Emanuel stated he still remains in contact with Chow's family, but he never spoke to or visited Chow, whom he once considered family, until he came face to face with Chow in court on the date of Chow's conviction. Emanuel, who recalled his sister's concern for Chow's well-being (related to his company issues that Emanuel had heard about), confessed he was hysterical to hear that his sister crawled for her life, full of pain during the stabbing, and he was not prepared to either forgive Chow or forget about the tragedy; all he could say to Chow (who apologized to Emanuel) in court was to tell him they could talk next time. Emanuel stated that he would leave it to time to allow him to accept and find closure. Emanuel also gave his sister's unborn daughter the name Leah, the same name which Francis chose for her child upon her birth, which was estimated to happen on 25 June of the same year the murder occurred. Emanuel stated that throughout the ordeal, his mother did not want to follow the media reports of her daughter's case, and he felt it was for the best since “ignorance is bliss”.

Psychiatric experts were consulted by the media to analyze Francis' killing and the implications of psychiatric disorders behind unlawful violence resulting in death.
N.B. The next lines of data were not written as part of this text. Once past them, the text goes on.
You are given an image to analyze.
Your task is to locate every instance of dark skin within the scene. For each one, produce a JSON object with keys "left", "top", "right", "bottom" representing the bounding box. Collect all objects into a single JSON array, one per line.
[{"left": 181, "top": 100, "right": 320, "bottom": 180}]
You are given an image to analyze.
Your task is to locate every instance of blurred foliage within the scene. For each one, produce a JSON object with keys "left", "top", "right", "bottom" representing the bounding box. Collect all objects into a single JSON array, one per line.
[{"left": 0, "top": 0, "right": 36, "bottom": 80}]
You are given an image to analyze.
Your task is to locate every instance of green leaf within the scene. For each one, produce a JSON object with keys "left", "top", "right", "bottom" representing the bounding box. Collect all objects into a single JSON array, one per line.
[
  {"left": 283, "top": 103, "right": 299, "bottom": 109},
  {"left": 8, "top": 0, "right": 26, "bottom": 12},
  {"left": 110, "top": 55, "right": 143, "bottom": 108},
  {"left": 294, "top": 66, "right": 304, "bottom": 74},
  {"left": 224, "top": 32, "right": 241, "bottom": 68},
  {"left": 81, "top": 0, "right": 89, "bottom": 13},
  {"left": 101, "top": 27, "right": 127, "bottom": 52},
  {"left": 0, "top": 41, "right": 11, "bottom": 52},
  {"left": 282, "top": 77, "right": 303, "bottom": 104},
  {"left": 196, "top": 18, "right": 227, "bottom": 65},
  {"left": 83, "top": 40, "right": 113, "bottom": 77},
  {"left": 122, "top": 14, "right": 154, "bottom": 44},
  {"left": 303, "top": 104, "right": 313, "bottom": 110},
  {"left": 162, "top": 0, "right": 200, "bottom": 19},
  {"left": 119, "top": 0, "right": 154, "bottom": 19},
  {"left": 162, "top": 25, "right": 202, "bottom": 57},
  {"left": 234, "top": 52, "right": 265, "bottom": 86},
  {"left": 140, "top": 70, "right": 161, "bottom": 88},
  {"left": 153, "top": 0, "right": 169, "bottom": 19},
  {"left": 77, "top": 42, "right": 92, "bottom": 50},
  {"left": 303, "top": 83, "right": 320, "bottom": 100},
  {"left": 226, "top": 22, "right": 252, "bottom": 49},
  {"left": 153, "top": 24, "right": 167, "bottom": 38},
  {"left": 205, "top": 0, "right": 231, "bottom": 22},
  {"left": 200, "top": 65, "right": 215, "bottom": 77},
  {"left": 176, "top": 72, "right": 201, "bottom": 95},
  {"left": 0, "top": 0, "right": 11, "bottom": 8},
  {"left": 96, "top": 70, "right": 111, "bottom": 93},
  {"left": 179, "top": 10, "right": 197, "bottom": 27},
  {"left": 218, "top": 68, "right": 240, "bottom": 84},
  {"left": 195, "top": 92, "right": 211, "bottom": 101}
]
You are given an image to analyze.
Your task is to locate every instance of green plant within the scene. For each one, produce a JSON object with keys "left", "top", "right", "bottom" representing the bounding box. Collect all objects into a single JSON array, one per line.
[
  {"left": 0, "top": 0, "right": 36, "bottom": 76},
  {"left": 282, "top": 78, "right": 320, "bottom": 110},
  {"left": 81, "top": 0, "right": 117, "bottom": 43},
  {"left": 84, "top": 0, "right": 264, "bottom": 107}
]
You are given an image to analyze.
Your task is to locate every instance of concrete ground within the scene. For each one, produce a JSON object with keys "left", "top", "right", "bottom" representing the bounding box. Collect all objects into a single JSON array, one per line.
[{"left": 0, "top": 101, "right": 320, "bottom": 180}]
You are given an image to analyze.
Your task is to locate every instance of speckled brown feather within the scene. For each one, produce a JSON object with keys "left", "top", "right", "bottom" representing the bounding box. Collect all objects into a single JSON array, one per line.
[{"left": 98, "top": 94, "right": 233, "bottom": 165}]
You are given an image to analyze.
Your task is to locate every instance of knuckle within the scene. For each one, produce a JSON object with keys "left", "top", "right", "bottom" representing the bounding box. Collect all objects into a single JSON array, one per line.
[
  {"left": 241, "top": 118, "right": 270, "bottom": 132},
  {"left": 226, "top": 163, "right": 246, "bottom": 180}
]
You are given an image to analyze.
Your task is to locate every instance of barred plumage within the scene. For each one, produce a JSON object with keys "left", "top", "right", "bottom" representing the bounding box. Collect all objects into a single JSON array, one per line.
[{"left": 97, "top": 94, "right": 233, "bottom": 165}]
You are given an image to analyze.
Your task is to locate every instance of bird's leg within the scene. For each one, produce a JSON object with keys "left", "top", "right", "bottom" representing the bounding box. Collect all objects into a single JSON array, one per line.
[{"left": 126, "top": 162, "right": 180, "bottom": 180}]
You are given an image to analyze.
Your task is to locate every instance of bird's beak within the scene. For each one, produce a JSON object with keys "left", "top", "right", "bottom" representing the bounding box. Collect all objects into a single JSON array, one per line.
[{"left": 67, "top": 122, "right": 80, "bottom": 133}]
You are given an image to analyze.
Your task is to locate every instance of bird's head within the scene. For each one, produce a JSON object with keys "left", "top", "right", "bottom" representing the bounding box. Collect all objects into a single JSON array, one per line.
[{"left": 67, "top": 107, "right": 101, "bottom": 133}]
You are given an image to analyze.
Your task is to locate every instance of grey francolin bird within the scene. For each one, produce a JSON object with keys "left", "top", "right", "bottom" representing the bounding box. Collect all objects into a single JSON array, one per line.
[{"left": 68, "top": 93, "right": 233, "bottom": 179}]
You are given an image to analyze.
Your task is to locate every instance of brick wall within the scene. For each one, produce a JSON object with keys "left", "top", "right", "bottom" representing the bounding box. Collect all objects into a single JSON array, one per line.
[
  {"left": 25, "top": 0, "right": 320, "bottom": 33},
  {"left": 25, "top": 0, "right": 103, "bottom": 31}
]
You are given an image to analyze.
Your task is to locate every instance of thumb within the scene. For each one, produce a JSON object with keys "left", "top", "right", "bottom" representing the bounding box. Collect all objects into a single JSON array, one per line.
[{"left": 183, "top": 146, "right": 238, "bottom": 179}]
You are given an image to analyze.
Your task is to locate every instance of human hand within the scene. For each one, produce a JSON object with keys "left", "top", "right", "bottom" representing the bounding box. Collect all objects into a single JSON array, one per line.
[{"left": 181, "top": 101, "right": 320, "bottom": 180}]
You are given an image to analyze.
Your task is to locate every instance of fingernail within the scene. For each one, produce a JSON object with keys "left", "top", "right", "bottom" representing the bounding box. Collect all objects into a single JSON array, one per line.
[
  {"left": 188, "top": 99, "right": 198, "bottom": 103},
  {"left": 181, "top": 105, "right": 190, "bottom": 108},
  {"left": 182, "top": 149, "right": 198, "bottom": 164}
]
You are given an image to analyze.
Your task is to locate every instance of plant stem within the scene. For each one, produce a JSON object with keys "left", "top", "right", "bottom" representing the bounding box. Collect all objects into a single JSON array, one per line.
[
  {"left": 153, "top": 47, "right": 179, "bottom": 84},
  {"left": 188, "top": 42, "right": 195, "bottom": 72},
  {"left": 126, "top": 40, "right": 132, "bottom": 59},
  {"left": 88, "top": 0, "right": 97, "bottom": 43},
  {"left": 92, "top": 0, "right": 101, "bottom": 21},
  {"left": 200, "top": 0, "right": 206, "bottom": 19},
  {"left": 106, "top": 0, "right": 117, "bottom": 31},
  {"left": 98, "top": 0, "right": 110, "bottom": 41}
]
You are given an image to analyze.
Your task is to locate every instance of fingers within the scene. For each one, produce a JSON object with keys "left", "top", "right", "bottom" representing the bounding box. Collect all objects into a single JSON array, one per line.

Dr Steve Lee, an associate consultant at the department of mood and anxiety at the Institute of Mental Health (IMH), explained that adjustment disorder is a psychological condition that occurs when an individual has difficulty coping with stressors or major life changes, which include divorce, financial difficulties, interpersonal conflicts and physical health problems, and this could cause changes in a patient's emotion and behaviour, and in turn the person's daily functioning. Dr Lee explained that with reference to the case of David Brian Chow, it was rare for a person with adjustment disorder to commit murder or resort to violent behaviours, given that most people with the disorder would not turn aggressive and often faced internal distress; the common symptoms were sadness, inability to concentrate and tendency to worry excessively. Dr Lee's analysis of Chow's case was agreed upon by Dr Lim Boon Leng, a psychiatrist at Gleneagles Hospital, who stated it was rare and unusual for someone with the disorder to go to such extremes, but the disorder could be unpredictable, as some mentally ill people could also adopt nihilistic perspectives like extreme pessimism or have impaired rationality.

Dr Brian Yeo, a consultant psychiatrist at Mount Elizabeth Hospital, stated that unlike depression, adjustment disorder is a short-term psychiatric condition that could disappear within six months after the stressor ceased, and it was "milder, short-lived and linked to stress", and Dr Lee added that this disorder could be addressed with appropriate treatment. Another psychiatrist, Dr Geraldine Tan, stated that there was a need to help patients with such disorders to change their thinking process, citing her past case of a National Serviceman who had suicidal tendencies but recovered after his exemption from service and redirecting his focus on future plans like beginning his university studies. Family could also play a part in helping their loved ones affected by the disorder. The psychiatrists noted that Chow's family members did the right thing by reassuring him that his company was doing well and they would provide moral support for him, and Chow's father additionally made an appointment to bring his son to consult a psychiatrist the day of the incident. Dr Lim further said that it was unfortunate that at this point, despite the efforts of Chow's family, the killing of Francis became one of those tragedies that could not be averted, and he stated that it was crucial to make timely interventions to avoid similar tragedies from happening.